Muslime behaupten, dass die Bibel verfälscht wurde und belegen das mit Jeremia 8,8.
Tatsächlich ist dieser Vers schwierig zu übersetzen. Man lese die nachstehenden vier Übersetzungen aus neuerer Zeit und versuche herauszubekommen, worauf sich die Verfälschung der Schriftgelehrten bezieht. Hatten sie zur Zeit Jeremias tatsächlich das von Gott gegebene Gesetz verfälscht?
Das hebräische Wort für Gesetz heißt Tora und bezieht sich im strengen Sinn auf die fünf Bücher Mose, kann aber auch größere Teile der Bibel meinen. Haben die Schriftgelehrten also die Worte Gottes selbst verfälscht oder haben sie es durch ihre Auslegung (schriftlich oder mündlich) getan?
Jer 8:8 Wie könnt ihr sagen: Wir sind weise, und das Gesetz des HERRN ist bei uns? In der Tat! Siehe, zur Lüge hat es der Lügengriffel der Schriftgelehrten gemacht. (ELB06)
Jer 8:8 Wie könnt ihr sagen: „Wir sind weise und haben das Gesetz des HERRN bei uns”? Ist's doch lauter Lüge, was die Schreiber daraus machen. (Luther 2017)
Jer 8:8 Wie könnt ihr sagen: Wir sind weise, und bei uns ist die Weisung des HERRN! Wahrlich, seht, das hat der Griffel zur Lüge gemacht, zur Lüge der Schreiber. (Zürcher 2007)
Jer 8:8 Wie könnt ihr sagen: Wir wissen Bescheid, / wir haben doch Jahwes Gesetz! / Gewiss! Aber deine Gelehrten / haben es völlig verfälscht. (NeÜ bibel.heute)
Zwei sehr wörtliche Übersetzungen des zweiten Satzes im obigen Vers lauten so:
Zum Trug hat [sie/ es /alles?] gemacht der Truggriffel von Schreibern (Georg Fischer)

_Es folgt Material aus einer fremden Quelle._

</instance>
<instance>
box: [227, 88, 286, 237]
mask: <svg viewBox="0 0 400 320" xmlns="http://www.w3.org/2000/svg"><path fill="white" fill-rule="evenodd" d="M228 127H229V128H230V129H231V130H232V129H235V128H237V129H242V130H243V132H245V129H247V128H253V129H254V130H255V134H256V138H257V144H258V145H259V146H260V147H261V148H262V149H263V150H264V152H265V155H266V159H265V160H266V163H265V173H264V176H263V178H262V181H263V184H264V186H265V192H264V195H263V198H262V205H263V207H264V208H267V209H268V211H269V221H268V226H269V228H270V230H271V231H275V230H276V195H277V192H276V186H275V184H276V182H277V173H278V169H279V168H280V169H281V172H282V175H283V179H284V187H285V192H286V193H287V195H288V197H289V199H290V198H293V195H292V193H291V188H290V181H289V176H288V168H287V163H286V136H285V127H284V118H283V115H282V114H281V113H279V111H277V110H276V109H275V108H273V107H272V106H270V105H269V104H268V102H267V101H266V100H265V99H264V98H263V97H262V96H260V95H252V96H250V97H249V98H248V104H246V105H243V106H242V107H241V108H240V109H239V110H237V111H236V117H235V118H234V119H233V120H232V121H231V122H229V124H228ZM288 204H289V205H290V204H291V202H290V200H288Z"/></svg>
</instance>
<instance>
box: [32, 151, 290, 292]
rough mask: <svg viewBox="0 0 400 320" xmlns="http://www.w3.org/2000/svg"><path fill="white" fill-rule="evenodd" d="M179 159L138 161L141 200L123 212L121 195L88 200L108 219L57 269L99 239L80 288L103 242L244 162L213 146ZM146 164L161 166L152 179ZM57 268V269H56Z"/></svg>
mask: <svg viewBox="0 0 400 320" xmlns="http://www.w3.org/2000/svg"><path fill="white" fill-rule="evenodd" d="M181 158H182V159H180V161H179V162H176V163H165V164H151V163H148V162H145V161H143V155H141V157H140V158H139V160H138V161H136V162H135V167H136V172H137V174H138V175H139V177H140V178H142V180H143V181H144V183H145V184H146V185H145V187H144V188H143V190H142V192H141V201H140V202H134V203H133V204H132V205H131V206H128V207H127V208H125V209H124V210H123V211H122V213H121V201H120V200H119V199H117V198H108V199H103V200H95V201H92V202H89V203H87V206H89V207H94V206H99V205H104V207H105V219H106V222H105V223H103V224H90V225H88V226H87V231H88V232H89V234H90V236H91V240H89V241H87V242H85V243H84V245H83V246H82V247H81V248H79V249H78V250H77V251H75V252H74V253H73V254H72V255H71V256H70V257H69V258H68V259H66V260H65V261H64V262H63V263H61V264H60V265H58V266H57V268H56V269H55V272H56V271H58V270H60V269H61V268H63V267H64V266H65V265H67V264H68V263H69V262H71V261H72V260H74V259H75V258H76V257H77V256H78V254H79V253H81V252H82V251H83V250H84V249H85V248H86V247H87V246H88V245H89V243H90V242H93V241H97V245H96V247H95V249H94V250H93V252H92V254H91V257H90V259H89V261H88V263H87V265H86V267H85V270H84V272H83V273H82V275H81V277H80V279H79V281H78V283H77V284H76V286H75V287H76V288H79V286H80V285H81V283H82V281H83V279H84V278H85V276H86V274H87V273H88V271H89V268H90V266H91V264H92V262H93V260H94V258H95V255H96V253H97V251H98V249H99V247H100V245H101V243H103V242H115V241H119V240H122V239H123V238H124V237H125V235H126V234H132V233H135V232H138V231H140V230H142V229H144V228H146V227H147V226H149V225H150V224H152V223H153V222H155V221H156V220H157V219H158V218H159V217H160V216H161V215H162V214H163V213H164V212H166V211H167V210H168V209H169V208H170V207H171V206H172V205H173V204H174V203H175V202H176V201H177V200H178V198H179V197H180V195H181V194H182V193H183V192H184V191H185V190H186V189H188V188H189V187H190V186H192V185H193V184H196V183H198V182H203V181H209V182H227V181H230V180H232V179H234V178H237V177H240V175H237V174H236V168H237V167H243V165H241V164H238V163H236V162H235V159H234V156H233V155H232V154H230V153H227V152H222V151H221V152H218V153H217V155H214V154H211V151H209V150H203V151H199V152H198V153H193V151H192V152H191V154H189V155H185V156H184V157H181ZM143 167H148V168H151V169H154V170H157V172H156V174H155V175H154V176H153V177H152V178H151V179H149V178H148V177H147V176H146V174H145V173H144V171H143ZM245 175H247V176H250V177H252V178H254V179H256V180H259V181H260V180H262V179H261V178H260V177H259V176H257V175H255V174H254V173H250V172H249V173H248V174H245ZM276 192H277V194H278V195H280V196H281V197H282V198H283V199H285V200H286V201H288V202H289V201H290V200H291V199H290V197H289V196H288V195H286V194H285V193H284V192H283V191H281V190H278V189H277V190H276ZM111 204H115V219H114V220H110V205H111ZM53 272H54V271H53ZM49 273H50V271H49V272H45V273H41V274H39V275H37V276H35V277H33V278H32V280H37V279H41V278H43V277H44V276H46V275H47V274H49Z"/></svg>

Zur Lüge hat gearbeitete der Lügengriffel der Schriftsteller (Carl Friedrich Keil)
Vom hebräischen Konsonantentext her ist zunächst nicht klar, worauf sich das lügnerische Handeln der Schreiber oder Gelehrten bezieht. Wenn es sich auf die Tora beziehen sollte, dann müsste das assah=machen anders vokalisiert und ausgesprochen werden, als es jetzt im Text vorgegeben ist.
- Das liefert uns ein erstes Ergebnis: Vom vorliegenden hebräischen Text her bezieht sich das Handeln der Schreiber nicht auf den Text der Tora. Der wurde also von den Schriftgelehrten nicht manipuliert.
- Wenn wir in den Zusammenhang schauen, wird uns eine weitere Hilfe angeboten. Vers 9 wird gesagt, dass die sogenannten Weisen Jahwes Wort abgelehnt oder verworfen haben. Sie haben es also nicht direkt verändert, sondern durch ihre mündlichen oder schriftlichen Auslegungen so verdreht, dass die Leute mit gutem Gewissen weitersündigen konnten. Propheten und Priester haben das Volk getäuscht, wie es Vers 10+11 noch deutlicher macht.
- Schauen wir noch auf den Anfang von Vers 8. Hier behaupten die sogenannten Weisen nicht, dass das Gesetz falsch wäre und sie es ändern müssten, sondern sie rühmten sich, das Gesetz zu besitzen(!). Aber ihre Auslegung wiegte die Menschen in falscher Sicherheit, wie Jeremia kritisieren musste.
- Schließlich liefert selbst die historisch-kritische Bibelauslegung, die ja gern zeigen möchte, dass der Bibeltext im Lauf der Zeit verändert wurde, einen (schwachen) Beleg. Denn inzwischen ist auch diesen Theologen klar, dass sich Jeremia 8,8 nicht als Beweis für eine Änderung des Bibeltextes eignet.
Wir können also vier Gründe dafür nennen, dass Jeremia 8,8 kein Beleg für eine Manipulation des Bibeltextes ist, sondern es handelte sich um eine Verfälschung durch mündliche oder schriftliche Auslegung, wie es leider auch heute noch durch sogenannte Bibelwissenschaftler geschieht.